Arrow-right Camera
The Spokesman-Review Newspaper
Spokane, Washington  Est. May 19, 1883

City seeking suggestions for High Drive Bluff trail names

Diana Roberts and Jeff Corkill walk the trails of the Tuscan Ridge on Thursday, June 12, 2014, at the steep bluffs running near 57th and Hatch. (Tyler Tjomsland / The Spokesman-Review)

Attention, all Spokane recreationists with a knack for names: Six trails on High Drive Bluff need your talents.

Friends of the Bluff has partnered with the Spokane Parks & Recreation Department to map and name six trails. The naming period will end Feb. 26, at which point the Parks Department will review and decide on names.

The naming effort will feed into two major city efforts, said Angel Spell, assistant director of natural resources for Spokane Parks & Recreation.

The first is a new parks and open space plan which will inform city priorities for the next six to 10 years.

“Trails and open space are always at the top of the list for the community about what they care about the most,” she said. “We know that those spaces, those natural spaces, those undeveloped parks … are incredibly important to the community, users, citizens and visitors.”

More immediately, the naming effort will help the city complete a hiking and biking trails map.

Phil Larkin, a Friends of the Bluff board member and a professional cartographer and programer, called the entire effort exciting, saying that it could help publicize the network of trails just minutes from downtown.

“Long-term Spokanites don’t have any idea that there are 500 acres to play in,” he said. “Or they go down there and they have no idea where they are. … I’d like to see it open up to people who are new to hiking who are new to the area.”

The six trails run mostly north to south, although there is one loop trail in the southern end. Standardizing trail names and developing a formal trail plan will give people a common name to refer to them by, in addition to making access easier. More than 20 miles of trails wind through the 50-acre High Drive Bluff Park.

“I just think it would definitely help,” he said. “Just help the area get more attention.”

In addition to asking for potential names, Larkin said which trails are included and where they go is also open to input. Users can and should submit alternate trail ideas, he said.

As part of that effort, Friends of the Bluff will have a booth at the Great Outdoors & Bike Expo this weekend, where they hope to receive feedback and ideas in person.

Once the city has received name ideas, Parks & Recreation staff and the Park Board will review options and make a final decision on trail names, Spell said.

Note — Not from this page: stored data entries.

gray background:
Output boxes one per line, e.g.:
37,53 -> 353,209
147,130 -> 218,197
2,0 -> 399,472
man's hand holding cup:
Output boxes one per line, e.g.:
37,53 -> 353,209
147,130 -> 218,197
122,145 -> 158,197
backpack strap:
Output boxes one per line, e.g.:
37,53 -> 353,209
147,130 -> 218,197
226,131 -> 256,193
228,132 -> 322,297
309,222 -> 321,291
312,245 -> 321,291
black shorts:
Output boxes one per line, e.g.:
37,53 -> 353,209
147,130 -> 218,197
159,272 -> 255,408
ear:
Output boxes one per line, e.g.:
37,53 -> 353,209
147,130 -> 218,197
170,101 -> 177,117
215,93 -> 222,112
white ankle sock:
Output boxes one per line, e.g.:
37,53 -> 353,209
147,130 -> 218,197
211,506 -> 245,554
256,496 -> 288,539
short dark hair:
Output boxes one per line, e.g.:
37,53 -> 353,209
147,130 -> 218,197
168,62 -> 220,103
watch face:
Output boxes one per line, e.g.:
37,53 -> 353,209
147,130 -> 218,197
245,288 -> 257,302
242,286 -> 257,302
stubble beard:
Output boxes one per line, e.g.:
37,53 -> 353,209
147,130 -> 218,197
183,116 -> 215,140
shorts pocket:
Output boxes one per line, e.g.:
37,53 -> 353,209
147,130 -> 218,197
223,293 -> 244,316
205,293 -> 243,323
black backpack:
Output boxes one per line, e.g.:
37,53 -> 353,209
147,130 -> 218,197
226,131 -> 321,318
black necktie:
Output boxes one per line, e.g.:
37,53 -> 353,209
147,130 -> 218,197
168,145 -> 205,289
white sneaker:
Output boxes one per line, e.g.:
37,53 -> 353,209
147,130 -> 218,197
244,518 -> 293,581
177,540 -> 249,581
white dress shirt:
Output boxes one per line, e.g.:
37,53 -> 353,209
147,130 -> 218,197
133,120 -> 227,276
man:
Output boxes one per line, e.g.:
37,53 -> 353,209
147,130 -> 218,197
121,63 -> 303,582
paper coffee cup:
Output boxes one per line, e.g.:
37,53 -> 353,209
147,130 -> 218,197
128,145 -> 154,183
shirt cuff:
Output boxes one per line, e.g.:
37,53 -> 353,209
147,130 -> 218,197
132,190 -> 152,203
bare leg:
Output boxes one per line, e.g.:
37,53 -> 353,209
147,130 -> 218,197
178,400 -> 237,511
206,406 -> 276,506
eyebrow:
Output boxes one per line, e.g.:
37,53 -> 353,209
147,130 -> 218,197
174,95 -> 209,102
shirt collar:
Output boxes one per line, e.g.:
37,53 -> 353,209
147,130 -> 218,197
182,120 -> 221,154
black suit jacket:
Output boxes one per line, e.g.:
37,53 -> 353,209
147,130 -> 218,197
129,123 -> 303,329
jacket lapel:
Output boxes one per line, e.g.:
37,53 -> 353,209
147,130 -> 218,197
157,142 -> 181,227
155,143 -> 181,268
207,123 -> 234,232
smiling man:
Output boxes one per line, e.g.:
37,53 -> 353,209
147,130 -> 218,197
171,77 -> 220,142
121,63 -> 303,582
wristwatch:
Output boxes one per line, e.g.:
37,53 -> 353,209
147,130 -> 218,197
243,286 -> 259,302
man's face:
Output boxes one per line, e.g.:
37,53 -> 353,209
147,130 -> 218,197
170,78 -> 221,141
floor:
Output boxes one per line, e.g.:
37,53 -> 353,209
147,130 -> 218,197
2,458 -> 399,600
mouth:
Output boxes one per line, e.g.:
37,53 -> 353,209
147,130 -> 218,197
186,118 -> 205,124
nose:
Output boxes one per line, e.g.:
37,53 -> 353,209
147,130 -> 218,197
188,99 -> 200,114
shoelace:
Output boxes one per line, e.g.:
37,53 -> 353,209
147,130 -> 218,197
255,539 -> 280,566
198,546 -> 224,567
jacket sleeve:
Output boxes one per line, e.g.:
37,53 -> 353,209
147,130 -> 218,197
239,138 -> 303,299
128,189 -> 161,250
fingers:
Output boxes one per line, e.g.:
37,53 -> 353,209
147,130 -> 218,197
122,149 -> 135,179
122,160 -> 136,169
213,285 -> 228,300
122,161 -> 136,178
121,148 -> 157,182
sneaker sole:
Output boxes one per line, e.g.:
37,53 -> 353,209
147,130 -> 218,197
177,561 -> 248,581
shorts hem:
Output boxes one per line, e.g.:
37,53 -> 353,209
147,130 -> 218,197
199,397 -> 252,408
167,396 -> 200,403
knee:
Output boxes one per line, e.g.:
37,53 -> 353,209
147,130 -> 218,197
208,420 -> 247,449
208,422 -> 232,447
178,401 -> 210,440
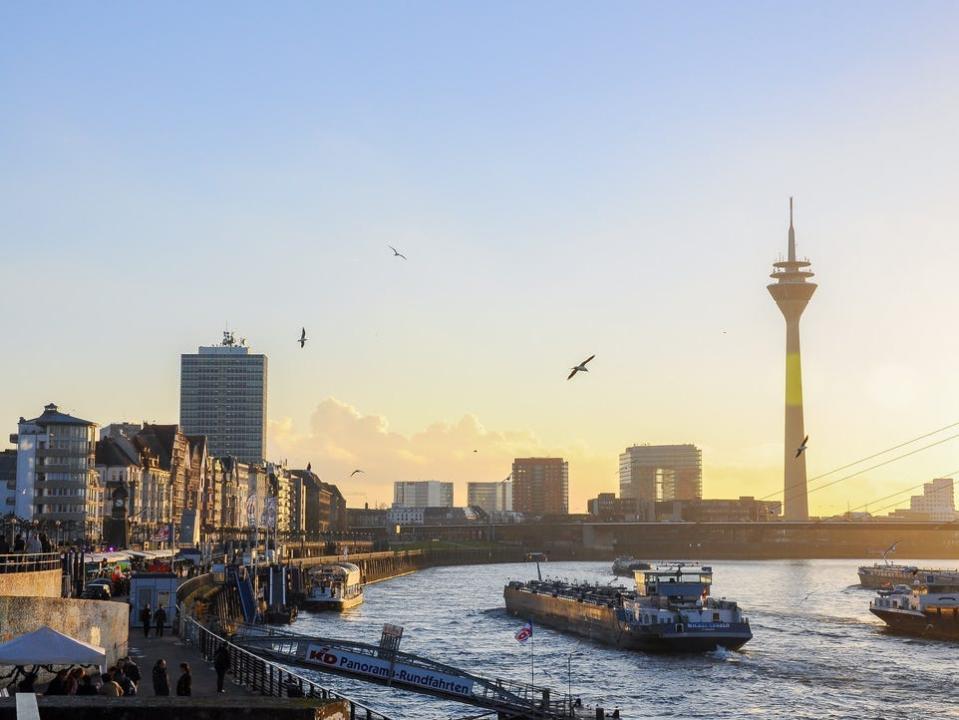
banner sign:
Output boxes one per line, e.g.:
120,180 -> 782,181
304,644 -> 473,697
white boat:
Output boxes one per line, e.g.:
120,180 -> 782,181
303,562 -> 364,611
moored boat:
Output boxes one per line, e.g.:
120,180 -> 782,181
612,556 -> 651,577
302,563 -> 364,611
504,563 -> 751,652
858,564 -> 959,590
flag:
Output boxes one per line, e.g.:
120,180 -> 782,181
515,621 -> 533,644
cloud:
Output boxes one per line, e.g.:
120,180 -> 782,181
268,398 -> 616,510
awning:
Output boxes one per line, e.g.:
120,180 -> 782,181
0,626 -> 106,666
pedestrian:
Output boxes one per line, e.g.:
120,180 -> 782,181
122,656 -> 141,685
213,643 -> 231,693
44,669 -> 69,695
13,533 -> 24,552
176,662 -> 192,696
16,672 -> 37,694
100,671 -> 123,697
26,533 -> 42,554
39,532 -> 51,553
65,667 -> 84,695
115,665 -> 136,697
139,604 -> 152,638
76,672 -> 99,696
154,604 -> 167,637
152,659 -> 170,696
0,534 -> 9,554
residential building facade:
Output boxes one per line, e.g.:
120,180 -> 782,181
511,458 -> 568,515
467,480 -> 512,514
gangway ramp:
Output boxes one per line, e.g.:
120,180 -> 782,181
233,626 -> 581,719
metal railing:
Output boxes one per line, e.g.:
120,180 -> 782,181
181,617 -> 393,720
0,552 -> 62,573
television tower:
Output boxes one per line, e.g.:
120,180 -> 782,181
767,198 -> 816,520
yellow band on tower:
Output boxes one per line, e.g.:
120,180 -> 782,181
786,352 -> 803,406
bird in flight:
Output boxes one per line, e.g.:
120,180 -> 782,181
298,328 -> 307,348
795,435 -> 809,458
350,469 -> 364,477
567,354 -> 596,380
388,245 -> 407,260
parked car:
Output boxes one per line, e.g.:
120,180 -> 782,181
82,579 -> 112,600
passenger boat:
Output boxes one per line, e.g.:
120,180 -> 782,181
504,563 -> 752,652
870,583 -> 959,641
302,563 -> 364,611
612,556 -> 651,577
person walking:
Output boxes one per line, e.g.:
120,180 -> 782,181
139,604 -> 152,638
154,604 -> 167,637
152,659 -> 170,696
121,656 -> 141,687
13,533 -> 24,552
175,662 -> 192,696
213,643 -> 231,693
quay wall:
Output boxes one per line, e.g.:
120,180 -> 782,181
0,596 -> 129,665
0,697 -> 351,720
0,568 -> 61,598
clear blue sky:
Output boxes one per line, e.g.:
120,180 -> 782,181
3,2 -> 959,511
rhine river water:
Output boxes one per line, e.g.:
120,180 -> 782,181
292,559 -> 959,719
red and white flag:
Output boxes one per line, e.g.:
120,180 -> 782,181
514,621 -> 533,644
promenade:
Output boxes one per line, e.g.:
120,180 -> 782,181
126,631 -> 249,697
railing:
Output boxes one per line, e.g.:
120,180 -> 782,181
0,552 -> 62,573
181,617 -> 393,720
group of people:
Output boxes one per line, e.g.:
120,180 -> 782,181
0,531 -> 53,554
18,657 -> 191,697
138,603 -> 169,637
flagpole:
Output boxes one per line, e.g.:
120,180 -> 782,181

As for the city trail map, she hopes that will be complete sometime mid-to-late summer. The plan is to publish the maps online and make them compatible and available on mobile trail applications. There is no plan to create a printed map, she said. Area hiking maps may be released one at a time, or the city may wait to release them all together; she said that hasn’t been decided.

There are about 2,000 acres of undeveloped parks, natural areas and open space citywide, she said.

“We’d like to know what the community would like those trail names to be,” Spell said.